По временам Русинов все же выбирался из дому – до ближнего продмага и булочной. Бредя пустыней продмага, он подбирал в ячейке холодильника сырок «Дружба», порой шматок масла или обрезок пошехонского сыра. В булочной – хрустящие хлебцы и четвертушку черного. Обещанное изобилие продуктов еще не обрушилось на их захудалый продмаг, но и голодная смерть, кажется, не грозила Русинову. Была та пограничная пора, когда люди с остро политическим складом ума восклицали: «Народ голодает!» – но те, кто увлекался новейшими теориями голодания, холодно возражали: «Жрать надо меньше». Русинова теперь мало тревожили продовольственные трудности и почти не утешала еда. Он переживал странное, мучительное и тревожное время жизни. Краткое сообщение в разделе юбилейных заметок «Литгазеты» о том, что С.Я.Русинову (это еще кто такой?) исполнилось пятьдесят лет, не то чтобы застало его вовсе врасплох (тем более что очередь публикации дошла через полгода после этого неяркого праздника нашей литературы), но все же сделала невозможным дальнейшее неведение с его стороны. Он больше не мог делать вид, что ничего не случилось. Что можно как-то проскочить этот рубеж и жить по-прежнему. Делать вид, что, в сущности, ничего не произошло. Во всяком случае, ничего нового…

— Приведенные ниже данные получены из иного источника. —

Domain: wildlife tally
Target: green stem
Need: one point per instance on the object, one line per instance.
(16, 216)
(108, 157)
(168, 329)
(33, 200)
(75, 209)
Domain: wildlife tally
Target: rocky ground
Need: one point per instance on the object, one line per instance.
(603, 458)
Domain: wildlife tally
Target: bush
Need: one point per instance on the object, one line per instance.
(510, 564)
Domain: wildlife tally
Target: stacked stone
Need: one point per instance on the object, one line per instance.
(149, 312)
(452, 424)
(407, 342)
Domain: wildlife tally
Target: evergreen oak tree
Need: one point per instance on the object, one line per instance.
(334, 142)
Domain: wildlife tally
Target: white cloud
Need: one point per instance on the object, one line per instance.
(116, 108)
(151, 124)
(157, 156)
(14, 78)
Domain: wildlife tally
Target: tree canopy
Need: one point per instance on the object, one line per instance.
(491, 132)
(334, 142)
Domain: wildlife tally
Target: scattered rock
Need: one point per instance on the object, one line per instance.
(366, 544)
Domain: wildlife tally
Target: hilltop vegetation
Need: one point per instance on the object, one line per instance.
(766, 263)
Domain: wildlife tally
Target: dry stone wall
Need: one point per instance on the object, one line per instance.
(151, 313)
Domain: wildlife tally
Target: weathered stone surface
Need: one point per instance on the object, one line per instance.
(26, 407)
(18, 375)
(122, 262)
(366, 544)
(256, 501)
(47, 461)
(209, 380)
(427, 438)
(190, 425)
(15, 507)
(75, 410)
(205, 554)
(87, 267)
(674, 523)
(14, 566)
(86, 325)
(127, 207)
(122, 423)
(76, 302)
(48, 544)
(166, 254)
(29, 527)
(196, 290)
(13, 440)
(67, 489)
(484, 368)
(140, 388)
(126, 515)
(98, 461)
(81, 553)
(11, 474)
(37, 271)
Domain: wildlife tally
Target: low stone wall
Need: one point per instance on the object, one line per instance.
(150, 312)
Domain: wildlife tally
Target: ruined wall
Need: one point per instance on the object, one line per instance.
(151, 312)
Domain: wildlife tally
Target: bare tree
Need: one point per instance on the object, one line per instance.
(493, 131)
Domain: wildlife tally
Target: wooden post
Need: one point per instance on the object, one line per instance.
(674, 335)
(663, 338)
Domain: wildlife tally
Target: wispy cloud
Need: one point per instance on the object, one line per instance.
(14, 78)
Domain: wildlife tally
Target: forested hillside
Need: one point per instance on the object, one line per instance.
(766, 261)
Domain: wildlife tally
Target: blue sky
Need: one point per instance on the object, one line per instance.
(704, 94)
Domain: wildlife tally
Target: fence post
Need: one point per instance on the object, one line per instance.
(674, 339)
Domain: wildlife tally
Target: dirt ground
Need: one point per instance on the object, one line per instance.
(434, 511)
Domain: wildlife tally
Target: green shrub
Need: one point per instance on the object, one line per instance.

Нет, нет, голуба, что-то произошло, случилось. В самом воздухе его запущенной и вечно пустующей московской квартиры пахло переменой. Перемена эта не была ощутимо материальной, физической: по-прежнему, как все последние года, уже лет пятнадцать, ныло сердце; по временам, в ответ на излишества, начинал барахлить какой-нибудь орган тела, но все это было уже привычно, и Русинову чаще всего хватало духу припомнить старый анекдот (если ты проснулся и у тебя ничего не болит, значит, ты уже просто умер). Перемена эта была какого-то другого, более эфемерного, а вероятней всего, психического свойства. Она сказывалась прежде всего в том, с какой настороженностью он искал теперь в себе перемены. Вглядывался в лица прохожих – как они его воспринимают, что они думают о нем – девушки, дети, подростки. И отмечал со страхом, с каким-то словно бы даже мазохическим злорадством: так и есть – старик! Однажды в троллейбусе он оказался прижатым вплотную к какой-то пожилой женщине. С жалостью глядя на ее дряблую шею, на испорченную кожу, на сеть морщинок, он вдруг осознал, что это его сверстница, подружка, одноклассница, сокурсница, может, даже бывшая возлюбленная – разве узнаешь ее теперь? Значит, и он такой! Нет, неправда, не может быть, он еще не такой. Нет, он не такой и все же – такой…
Впервые у него стали появляться сложности в отношениях с женщинами. Они, может, еще и не замечали, что ему, что он… Но сам-то он знает, так что не скроешь. Может, если бы он взялся проверить свои страхи на какой-нибудь новой связи… Но он не решался ни на что – лежал на кушетке, листая книги, перебирая бумаги, тоскливо глядя на стену. Раньше спасением от маразма были женщины. Теперь они вдруг исчезли, все разом. Спасением его были путешествия, однако он больше никуда не ехал. Для первого шага надо было встать о дивана, надо было озаботиться, физически и денежно, надо было куда-то идти, хлопотать, покупать билеты, а сил не было ни на что. Он наездился, вероятно, отъездил свое: в памяти издевательски ворочались строки любимого поэта:
Итог один, весь век ты просидел ли дома,
Иль из конца в конец мир исшагал, – ничто.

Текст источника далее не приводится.